Barely three weeks after the Supreme Court cancelled 122 telecom licences awarded by former Telecom Minister A Raja in a controversial first-come-first-served policy in January 2008, three companies affected by the verdict announced decisive moves on Tuesday.
Norwegian telco Telenor decided to bring down the curtain on Uninor, its joint venture with Indian partner Unitech, and start afresh by shifting its existing business to a new 74 per cent majority-owned firm in the country.
The Aditya Birla Group-led Idea took the matter back to the Supreme Court while another beleaguered player, S Tel, which has already seen 42.7 per cent foreign partner Batelco walk out days after the verdict, decided to shut shop and help 3.5 million subscribers switch operators.
Telenor announced it was setting up a new company for its telecom business in India, with a 74 per cent stake.
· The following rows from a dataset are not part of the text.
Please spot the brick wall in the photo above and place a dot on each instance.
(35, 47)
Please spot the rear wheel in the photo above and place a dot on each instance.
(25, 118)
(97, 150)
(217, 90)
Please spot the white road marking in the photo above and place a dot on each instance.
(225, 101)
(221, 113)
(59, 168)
The company will participate in the upcoming 2G spectrum auction and Telenor plans to approach the FIPB for necessary permissions. It said it would seek to transfer Uninor's business and seamlessly migrate its customers and employees to the new company.
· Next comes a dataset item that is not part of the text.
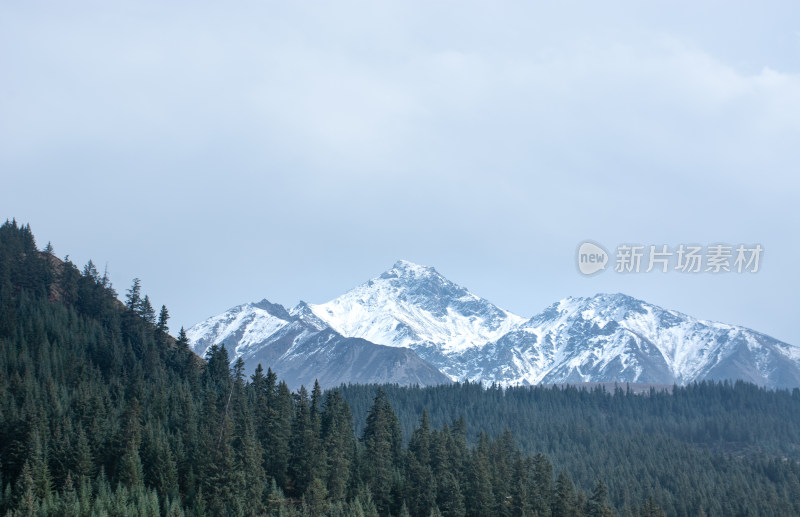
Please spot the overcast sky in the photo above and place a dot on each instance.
(228, 152)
Till such time, Uninor operations would continue as before. However, Unitech said, "The shareholders' agreement cannot be terminated by any party unilaterally."
Meanwhile, Idea filed an application in the Supreme Court, seeking a clarification on the order cancelling its licences.S Tel promoter C Sivasankaran said, "We are following the Supreme Court order and helping our customers port out." Asked whether the company would bid in the spectrum auction, he said, "We surely will, depending on the terms and conditions."